For tax purposes, this acquisition is treated as a stock acquisition. The goodwill therefore is not deductible except for the $11.0 million in carryover tax basis goodwill. We believe this is a complementary acquisition for us as it significantly enhances our IoT Solutions segment by enhancing Digi's SmartSense service portfolio.
Costs directly related to the acquisition of $1.9 million incurred in fiscal 2025 were charged to operations and are included in general and administrative expense in our consolidated statements of operations. These acquisition costs include legal, accounting, valuation and investment banking fees.
The following table summarizes the fair values of Jolt assets acquired and liabilities assumed as of the acquisition date (in thousands):
Cash$148,487 
Fair value of net tangible liabilities acquired*$(4,694)
Deferred tax assets from net operating loss carryforwards and other tax attributes13,798 
Identifiable intangible assets:
Customer relationships99,000 
Purchased and core technology16,000 
Trademarks4,500 
Deferred tax liability on identifiable intangible assets(30,326)
Goodwill50,209 
Total$148,487 
*Includes $2.8 million in cash assumed in acquisition.
The consolidated balance sheet as of September 30, 2025 reflected the preliminary allocation of the purchase price to the assets acquired and liabilities assumed based on their estimated fair values at the date of acquisition.
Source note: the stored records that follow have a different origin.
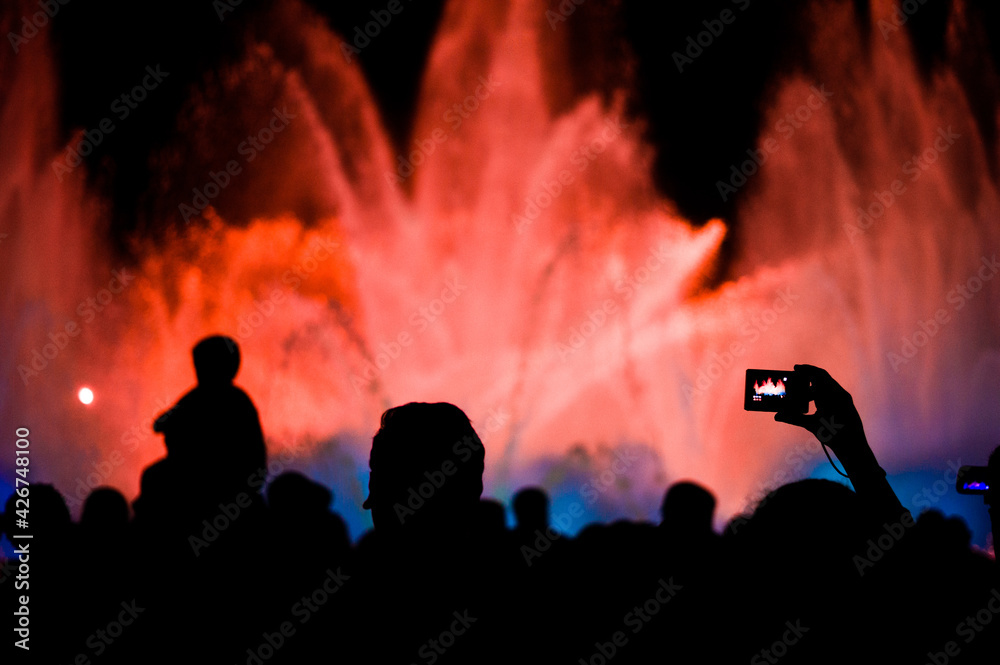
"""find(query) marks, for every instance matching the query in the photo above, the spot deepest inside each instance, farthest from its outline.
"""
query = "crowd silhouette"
(215, 566)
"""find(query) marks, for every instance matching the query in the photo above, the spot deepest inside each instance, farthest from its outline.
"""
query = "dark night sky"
(102, 47)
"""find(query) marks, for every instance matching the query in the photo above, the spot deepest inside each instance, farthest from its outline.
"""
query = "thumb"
(803, 420)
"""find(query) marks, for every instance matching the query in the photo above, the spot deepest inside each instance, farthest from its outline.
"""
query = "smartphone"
(972, 480)
(775, 390)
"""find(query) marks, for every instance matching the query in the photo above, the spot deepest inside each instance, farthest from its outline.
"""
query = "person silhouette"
(213, 434)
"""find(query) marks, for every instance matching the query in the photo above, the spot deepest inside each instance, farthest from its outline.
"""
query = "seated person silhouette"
(213, 434)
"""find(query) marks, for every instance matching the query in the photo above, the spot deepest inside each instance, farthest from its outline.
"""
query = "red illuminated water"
(518, 262)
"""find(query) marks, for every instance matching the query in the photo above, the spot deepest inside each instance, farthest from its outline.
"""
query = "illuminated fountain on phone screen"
(559, 300)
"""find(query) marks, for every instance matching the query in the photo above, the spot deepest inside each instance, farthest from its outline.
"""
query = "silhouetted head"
(531, 508)
(216, 360)
(688, 507)
(426, 468)
(810, 528)
(104, 510)
(293, 493)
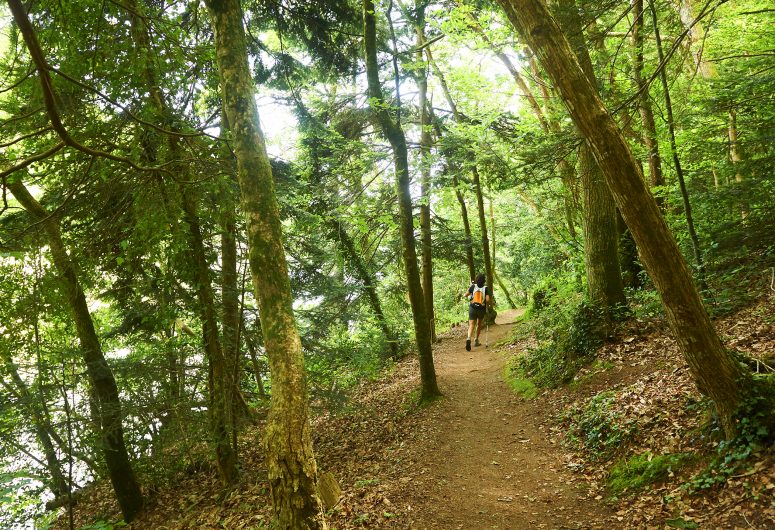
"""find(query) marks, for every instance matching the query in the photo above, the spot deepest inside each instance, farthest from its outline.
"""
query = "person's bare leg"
(470, 332)
(479, 323)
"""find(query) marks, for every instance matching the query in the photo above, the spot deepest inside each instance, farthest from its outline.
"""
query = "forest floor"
(483, 457)
(485, 460)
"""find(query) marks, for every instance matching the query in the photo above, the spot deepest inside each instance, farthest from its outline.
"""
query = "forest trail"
(488, 462)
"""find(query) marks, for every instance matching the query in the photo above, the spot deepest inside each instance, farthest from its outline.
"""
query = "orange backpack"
(478, 295)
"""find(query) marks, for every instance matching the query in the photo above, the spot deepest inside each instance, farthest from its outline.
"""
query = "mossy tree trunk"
(604, 279)
(219, 388)
(289, 455)
(716, 373)
(395, 135)
(487, 258)
(425, 171)
(657, 178)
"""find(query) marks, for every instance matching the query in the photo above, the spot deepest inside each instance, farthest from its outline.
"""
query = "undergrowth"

Purchase price allocations may be subject to future adjustments for the net assets, including intangible assets, acquired working capital balances and income tax assets and liabilities within the one-year measurement period.
The fair value of customer relationships was calculated using the multi-period excess earnings method, while purchased and core technology and trademarks were valued using the relief from royalty method. These methodologies utilize forecasts of future revenues and earnings before income taxes, depreciation and amortization, attrition rates, tax rates, discount rates, royalty rates and obsolescence rates.
The goodwill of $50.2 million arising from the acquisition consists largely of the synergies and economies of scale expected from combining the operations of Jolt and Digi. The goodwill from this transaction is all included in the IoT Solutions segment.
The weighted average useful life for all the identifiable intangibles listed above is estimated to be 15.8 years. For purposes of determining fair value, the existing customer relationships identified above are assumed to have a useful life of 17.0 years, purchased and core technology is assumed to have useful life of 11 years and trademarks are assumed a useful life of 7.5 years. Useful lives for identifiable intangible assets are estimated at the time of acquisition based on the periods of time from which we expect to derive benefits from the identifiable intangible assets. The identifiable intangible assets are amortized using the straight-line method which reflects the pattern in which the assets are expected to be consumed.
Jolt's contribution to revenue and operating income during the fiscal year ending September 30, 2025 was not material. In addition, Digi’s net revenue and operating income for the years ended September 30, 2025 and 2024 would not have been materially different from reported results had the acquisition occurred on October 1, 2023.